Carissime lettrici, carissimi lettori,

questo libro è un tuffo nella storia, gradevole e fresco. Vi innamorerete del coraggio, della passione, della tenacia della voglia di vita di queste tre donne e scoprirete perché in molte ceramiche faentine è rappresentato un pavone..

Buon tuffo nella Storia con la S maiuscola come scrive la bravissima autrice.

«La Storia, con la “S” maiuscola, è composta dalle esperienze e dalla quotidianità di tutte quelle persone che sono vissute fino a ora, persone come me e come voi, che hanno amato, giocato, che sono state prese in braccio da piccole e hanno litigato con gli amici.»

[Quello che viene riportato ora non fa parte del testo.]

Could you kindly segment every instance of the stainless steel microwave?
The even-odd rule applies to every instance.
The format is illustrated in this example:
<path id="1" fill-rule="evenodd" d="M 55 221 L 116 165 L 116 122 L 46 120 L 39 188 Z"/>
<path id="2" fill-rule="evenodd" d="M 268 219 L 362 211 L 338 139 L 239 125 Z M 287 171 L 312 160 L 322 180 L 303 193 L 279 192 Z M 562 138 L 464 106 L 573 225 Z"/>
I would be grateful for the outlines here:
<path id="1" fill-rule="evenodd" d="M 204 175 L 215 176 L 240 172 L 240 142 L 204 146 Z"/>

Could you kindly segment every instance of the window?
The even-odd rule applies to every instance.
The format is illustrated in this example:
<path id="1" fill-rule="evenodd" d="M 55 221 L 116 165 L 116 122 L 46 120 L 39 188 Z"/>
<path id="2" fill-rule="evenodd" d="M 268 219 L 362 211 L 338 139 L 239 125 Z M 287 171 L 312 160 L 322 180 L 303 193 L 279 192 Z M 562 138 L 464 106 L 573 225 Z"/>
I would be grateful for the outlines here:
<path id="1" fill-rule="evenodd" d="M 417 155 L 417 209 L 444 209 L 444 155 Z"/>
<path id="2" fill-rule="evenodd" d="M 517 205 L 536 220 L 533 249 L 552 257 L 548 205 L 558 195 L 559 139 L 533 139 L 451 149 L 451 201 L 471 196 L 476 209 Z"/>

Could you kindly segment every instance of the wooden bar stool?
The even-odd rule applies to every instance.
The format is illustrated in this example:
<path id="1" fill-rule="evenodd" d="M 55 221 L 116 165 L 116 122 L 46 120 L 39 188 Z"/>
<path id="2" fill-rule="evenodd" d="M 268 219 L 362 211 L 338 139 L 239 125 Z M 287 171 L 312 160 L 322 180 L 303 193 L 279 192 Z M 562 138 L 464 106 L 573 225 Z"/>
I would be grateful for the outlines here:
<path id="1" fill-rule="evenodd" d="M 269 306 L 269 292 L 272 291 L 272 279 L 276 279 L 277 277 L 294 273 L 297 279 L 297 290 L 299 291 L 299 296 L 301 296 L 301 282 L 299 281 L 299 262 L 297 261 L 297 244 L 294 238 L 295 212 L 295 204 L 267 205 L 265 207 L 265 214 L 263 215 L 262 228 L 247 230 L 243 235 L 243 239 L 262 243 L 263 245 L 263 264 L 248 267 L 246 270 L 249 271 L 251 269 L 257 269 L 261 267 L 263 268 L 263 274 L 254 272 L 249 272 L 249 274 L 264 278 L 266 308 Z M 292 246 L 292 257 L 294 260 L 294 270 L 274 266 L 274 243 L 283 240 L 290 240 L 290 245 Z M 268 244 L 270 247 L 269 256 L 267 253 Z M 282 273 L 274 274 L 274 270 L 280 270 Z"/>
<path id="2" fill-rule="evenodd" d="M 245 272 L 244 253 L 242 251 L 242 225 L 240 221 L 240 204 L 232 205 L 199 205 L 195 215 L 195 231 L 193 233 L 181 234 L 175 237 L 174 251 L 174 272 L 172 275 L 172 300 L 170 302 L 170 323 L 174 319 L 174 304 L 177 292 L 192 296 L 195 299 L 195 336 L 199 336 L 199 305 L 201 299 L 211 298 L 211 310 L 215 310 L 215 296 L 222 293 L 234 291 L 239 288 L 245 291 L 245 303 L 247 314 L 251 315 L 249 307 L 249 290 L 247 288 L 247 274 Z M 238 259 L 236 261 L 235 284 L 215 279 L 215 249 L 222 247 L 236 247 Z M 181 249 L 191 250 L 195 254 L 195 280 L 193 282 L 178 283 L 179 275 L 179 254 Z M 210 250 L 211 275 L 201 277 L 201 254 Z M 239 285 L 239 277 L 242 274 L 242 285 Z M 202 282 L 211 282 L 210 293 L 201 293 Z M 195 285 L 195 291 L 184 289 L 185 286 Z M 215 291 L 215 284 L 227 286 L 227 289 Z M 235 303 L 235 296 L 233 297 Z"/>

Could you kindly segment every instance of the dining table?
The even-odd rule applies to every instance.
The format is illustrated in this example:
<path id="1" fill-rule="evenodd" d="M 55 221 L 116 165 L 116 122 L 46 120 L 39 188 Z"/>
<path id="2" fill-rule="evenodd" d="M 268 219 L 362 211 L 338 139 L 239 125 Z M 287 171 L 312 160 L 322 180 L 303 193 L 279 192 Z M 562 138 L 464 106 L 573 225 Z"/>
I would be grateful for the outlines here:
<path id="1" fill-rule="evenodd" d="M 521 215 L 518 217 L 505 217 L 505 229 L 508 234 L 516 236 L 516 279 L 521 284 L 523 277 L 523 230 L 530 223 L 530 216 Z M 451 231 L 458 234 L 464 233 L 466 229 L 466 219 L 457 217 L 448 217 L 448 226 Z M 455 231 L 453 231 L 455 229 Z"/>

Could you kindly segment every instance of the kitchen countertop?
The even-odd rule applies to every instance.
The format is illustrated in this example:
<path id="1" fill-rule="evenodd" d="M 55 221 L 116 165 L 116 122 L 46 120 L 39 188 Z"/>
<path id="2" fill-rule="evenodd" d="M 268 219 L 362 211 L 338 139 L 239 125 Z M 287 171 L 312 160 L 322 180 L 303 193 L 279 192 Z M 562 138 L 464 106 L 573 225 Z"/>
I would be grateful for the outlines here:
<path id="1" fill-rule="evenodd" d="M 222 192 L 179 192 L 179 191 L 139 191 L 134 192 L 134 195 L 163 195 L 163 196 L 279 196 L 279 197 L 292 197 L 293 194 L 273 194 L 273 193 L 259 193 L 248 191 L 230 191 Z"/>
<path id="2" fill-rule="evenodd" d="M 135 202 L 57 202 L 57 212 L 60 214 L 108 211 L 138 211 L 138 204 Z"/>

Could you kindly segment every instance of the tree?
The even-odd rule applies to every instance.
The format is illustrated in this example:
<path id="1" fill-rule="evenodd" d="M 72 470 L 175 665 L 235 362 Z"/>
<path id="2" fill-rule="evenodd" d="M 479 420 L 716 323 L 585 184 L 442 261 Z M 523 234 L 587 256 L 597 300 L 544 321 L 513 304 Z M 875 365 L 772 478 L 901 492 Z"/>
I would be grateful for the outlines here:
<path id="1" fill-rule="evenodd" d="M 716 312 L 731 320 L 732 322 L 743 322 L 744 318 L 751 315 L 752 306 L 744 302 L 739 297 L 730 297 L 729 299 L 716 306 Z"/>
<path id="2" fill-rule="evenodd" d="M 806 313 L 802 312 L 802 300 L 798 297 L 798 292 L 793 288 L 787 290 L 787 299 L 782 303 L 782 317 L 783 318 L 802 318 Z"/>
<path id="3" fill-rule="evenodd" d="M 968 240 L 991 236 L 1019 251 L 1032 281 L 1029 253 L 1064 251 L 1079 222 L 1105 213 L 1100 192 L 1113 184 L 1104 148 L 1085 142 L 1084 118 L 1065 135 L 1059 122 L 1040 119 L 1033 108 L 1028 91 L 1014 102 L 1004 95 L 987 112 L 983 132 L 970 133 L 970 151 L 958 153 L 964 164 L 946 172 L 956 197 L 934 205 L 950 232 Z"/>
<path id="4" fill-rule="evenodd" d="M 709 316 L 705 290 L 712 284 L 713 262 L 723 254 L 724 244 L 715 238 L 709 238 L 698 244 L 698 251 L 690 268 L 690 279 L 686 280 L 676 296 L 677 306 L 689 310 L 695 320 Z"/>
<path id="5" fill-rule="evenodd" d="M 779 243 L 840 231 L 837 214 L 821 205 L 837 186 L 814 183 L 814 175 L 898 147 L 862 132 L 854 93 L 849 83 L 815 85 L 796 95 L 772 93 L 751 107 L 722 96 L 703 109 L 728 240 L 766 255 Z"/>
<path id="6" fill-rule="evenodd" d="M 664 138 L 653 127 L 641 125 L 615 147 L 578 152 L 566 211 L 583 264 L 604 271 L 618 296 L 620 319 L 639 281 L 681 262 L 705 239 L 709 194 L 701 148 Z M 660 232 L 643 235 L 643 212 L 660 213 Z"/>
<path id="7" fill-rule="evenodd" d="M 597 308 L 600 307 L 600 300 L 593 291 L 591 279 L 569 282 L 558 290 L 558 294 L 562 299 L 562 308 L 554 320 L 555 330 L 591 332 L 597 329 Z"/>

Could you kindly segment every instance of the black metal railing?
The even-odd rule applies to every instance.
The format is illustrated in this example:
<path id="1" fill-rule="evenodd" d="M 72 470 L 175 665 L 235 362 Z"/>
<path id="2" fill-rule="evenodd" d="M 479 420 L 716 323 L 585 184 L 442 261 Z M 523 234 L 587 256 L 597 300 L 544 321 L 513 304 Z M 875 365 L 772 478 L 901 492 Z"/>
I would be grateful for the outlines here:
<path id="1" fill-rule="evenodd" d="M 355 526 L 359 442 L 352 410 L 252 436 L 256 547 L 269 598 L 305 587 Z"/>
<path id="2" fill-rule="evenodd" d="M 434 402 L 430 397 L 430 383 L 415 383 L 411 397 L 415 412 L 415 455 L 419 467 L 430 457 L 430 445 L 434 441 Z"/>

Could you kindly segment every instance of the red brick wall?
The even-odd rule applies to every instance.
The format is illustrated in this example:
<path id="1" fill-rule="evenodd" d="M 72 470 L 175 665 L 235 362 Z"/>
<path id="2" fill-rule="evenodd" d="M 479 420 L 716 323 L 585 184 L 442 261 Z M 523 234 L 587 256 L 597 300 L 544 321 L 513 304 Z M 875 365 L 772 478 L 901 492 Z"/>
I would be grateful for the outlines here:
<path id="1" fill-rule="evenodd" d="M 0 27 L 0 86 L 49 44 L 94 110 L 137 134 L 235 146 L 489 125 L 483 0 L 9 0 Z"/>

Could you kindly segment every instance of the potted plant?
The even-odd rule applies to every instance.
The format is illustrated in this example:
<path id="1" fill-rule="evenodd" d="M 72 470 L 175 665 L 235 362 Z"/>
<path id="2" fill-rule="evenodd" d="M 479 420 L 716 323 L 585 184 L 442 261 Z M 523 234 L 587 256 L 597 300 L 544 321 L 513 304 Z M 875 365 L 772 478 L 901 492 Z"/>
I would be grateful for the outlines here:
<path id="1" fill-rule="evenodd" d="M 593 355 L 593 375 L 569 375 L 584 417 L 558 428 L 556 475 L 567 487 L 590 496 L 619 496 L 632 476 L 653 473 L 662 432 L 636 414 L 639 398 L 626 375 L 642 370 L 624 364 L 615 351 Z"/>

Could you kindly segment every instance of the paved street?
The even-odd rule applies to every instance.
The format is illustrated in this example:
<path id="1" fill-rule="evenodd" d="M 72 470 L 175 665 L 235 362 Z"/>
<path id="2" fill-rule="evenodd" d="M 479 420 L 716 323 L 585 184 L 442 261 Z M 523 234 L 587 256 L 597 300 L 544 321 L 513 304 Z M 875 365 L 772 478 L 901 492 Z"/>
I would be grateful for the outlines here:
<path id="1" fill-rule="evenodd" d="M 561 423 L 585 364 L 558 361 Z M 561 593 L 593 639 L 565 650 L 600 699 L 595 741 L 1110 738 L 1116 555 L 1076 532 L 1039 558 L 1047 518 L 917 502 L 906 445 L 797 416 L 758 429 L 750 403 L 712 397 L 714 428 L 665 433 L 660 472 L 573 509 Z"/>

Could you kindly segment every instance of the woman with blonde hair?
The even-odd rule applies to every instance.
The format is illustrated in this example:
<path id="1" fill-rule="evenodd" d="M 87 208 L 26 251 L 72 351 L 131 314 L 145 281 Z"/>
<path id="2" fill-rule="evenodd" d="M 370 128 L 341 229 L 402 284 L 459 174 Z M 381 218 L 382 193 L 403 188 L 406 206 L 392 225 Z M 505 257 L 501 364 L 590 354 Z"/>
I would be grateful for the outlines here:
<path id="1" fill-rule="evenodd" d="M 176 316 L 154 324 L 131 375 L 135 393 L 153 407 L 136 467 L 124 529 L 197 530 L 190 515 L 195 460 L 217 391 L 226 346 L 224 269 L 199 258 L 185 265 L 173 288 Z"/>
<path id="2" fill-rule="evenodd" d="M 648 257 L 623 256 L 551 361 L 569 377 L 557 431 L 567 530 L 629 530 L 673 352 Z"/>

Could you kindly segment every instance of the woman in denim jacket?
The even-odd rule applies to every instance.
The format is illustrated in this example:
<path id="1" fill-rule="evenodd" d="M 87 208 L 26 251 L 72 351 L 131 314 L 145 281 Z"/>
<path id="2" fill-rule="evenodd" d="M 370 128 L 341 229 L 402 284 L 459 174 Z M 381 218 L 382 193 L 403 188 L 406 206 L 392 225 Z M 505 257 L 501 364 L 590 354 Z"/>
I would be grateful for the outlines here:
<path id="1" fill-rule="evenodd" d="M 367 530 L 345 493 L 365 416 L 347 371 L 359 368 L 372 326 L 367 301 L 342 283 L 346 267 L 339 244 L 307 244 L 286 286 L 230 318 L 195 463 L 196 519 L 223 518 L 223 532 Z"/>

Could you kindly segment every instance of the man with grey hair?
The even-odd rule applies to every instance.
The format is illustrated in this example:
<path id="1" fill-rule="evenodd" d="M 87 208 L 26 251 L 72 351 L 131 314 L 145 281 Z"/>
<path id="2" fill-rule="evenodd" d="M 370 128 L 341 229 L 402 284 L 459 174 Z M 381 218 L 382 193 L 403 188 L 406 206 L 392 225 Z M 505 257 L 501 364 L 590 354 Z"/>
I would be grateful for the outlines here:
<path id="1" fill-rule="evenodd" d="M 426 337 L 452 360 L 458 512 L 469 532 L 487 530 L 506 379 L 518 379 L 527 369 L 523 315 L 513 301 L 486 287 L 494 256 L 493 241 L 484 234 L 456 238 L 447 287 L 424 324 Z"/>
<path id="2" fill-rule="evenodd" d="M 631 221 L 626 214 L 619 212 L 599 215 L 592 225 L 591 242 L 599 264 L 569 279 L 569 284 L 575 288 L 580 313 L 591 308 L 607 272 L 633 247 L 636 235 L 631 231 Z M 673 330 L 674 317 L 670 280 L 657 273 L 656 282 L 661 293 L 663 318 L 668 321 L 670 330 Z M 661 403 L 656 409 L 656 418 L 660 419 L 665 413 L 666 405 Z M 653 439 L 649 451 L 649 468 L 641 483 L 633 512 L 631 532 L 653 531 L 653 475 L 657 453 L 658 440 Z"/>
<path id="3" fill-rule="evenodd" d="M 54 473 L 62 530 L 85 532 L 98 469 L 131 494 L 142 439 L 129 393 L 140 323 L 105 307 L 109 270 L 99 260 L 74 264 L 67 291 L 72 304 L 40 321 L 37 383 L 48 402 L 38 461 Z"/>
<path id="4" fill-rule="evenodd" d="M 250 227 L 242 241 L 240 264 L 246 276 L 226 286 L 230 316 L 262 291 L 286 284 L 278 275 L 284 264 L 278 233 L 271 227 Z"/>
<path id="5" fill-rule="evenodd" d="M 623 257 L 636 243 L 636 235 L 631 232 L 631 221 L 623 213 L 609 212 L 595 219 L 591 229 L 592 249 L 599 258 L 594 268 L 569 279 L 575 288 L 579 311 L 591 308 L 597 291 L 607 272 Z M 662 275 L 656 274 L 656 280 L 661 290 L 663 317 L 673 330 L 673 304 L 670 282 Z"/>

«…Gentile rivendicò il diritto al comando, anche a costo di doverlo gestire completamente da sola. Degna della famiglia da cui proveniva, si rivelò piena di qualità e di energia e seppe amministrare la città come e meglio di un uomo.»

«Nel tempo in cui il dovere delle donne era essere a servizio dei desideri altrui, Francesca dimostrò una cosa elementare ma difficile: si può essere chi si vuole, basta accettarne le conseguenze»

« Cassandra Pavoni, sopravvissuta a lutti, cambiamenti … Nel 1513… muore.Viene sepolta davanti all’altare maggiore….La sua lapide è in marmo, con lo stemma di famiglia, un pavone che sporge il collo da una cesta, e un’iscrizione a terra per conservarne per sempre il ricordo.